Il «PIATTO UNICO» regionale diventerebbe, pertanto, la testa di ponte, la locomotiva, dietro cui i vari ingredienti verrebbero trainati. Di conseguenza le varie aziende produttrici, i vari settori merceologici troverebbero una giustificazione nella promozione all'esportazione. Non saranno certo la carne e il pesce che saranno esportati e neanche quei quattro, cinque ingredienti a lunga conservazione che possono rappresentare la cucina italiana all'estero.
L'Italia ha oltre centomila marche alimentari che sono prodotte da oltre sessantamila aziende che formano il patrimonio culturale gastronomico di una nazione che ha il privilegio di appartenere alla propria storia e alla propria cultura.

Quali, secondo Lei, le strategie da approntare per muovere alla conquista dei mercati esteri?

Certo che non si può prendere d'emblée tutta questa storia e tutta questa cultura gastronomica, metterla su un container e spedirla all'estero. Bisogna andare all'estero con intelligenza, creare punti di contatto col vero interlocutore con il quale bisogna confrontarsi: quei cinque, dieci, venti metri quadrati che è la cucina della massaia estera. Inoltre gli operatori debbono produrre una comunicazione rassicurante e soprattutto debbono trasmettere idee chiare tendenti a risolvere i problemi di impatto psicologico insiti nel passaggio dal tipo di cucina locale e quella italiana che sicuramente ha delle caratteristiche più interessanti, ma che spesso e volentieri crea qualche difficoltà per quanto riguarda la fase preparatoria.

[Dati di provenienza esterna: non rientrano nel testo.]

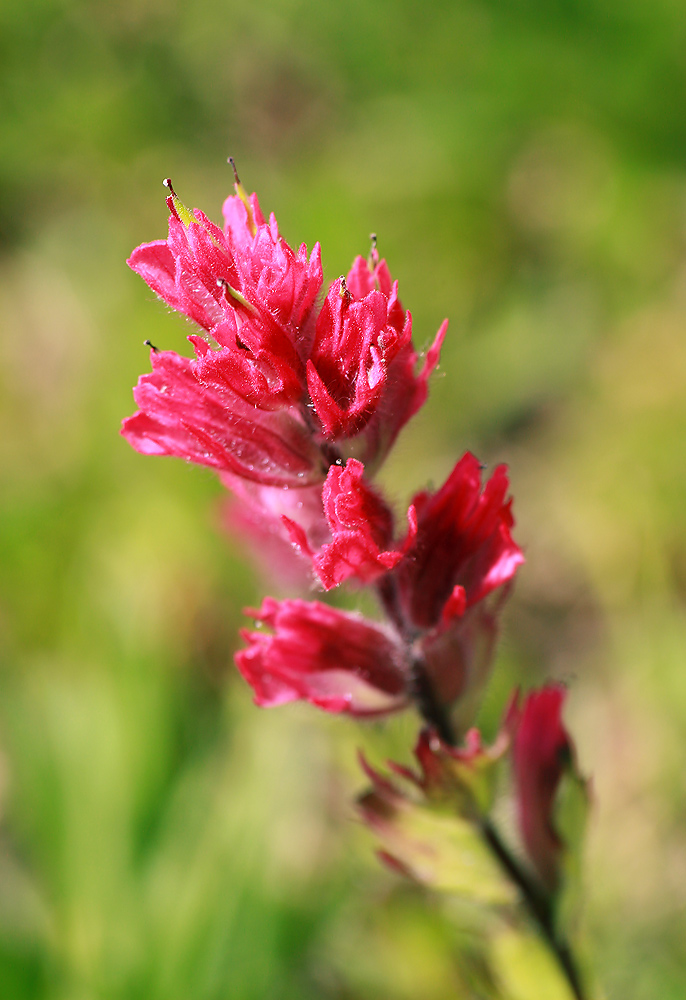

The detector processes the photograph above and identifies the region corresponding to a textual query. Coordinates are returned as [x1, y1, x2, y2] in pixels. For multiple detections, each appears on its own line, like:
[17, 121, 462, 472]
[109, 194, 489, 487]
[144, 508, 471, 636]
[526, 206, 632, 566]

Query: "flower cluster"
[123, 168, 522, 728]
[123, 168, 589, 996]
[123, 173, 445, 487]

Le aziende che esportano direttamente all'estero, attraverso filiali o proprie organizzazioni, non sono molte, ma sono grandi e spesso esse vengono acquisite da gruppi stranieri contro i quali la concorrenza dei piccoli produttori può ben poco.

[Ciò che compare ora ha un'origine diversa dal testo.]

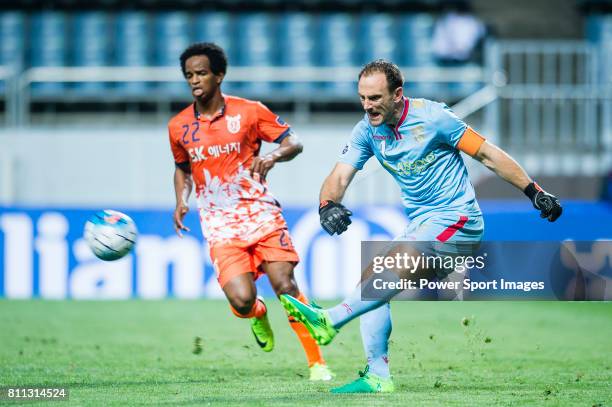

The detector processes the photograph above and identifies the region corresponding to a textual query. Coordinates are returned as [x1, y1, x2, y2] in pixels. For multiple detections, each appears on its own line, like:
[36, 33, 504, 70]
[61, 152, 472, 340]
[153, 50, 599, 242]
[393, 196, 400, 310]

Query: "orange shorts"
[210, 228, 300, 288]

Questi gruppi stranieri che peraltro non hanno sicuramente la cultura gastronomica italiana fanno lentamente, spesso involontariamente, ma ancora più spesso coscientemente, scempio di quello che è il patrimonio culturale italiano ed adattandosi al gusto locale, trasformano il prodotto creando il più grosso reato gastronomico che noi possiamo immaginare a danno della tradizione italiana! Non è certo adattando il gusto a quello locale che si parla di cucina italiana: sono ad esempio oltre mille, le marche americane con nomi di prodotti italiani che danneggiano l'italianità della gastronomia negli Stati Uniti. Per questo abbiamo deciso di lanciare una filosofia intorno alla quale, come in un club, stringere produttori, esportatori, gastronomi, importatori locali, ristoratori e consumatori in un patto di comprensione, in un patto che sviluppi sia l'agro-alimentare italiano sia il patrimonio di piacere che può far aumentare gli utilizzatori di una cucina per la quale finora non sono state approntate strategie globali per farla assimilare.
Con l'ausilio di importanti aziende, nostre clienti, stiamo portando avanti questo progetto.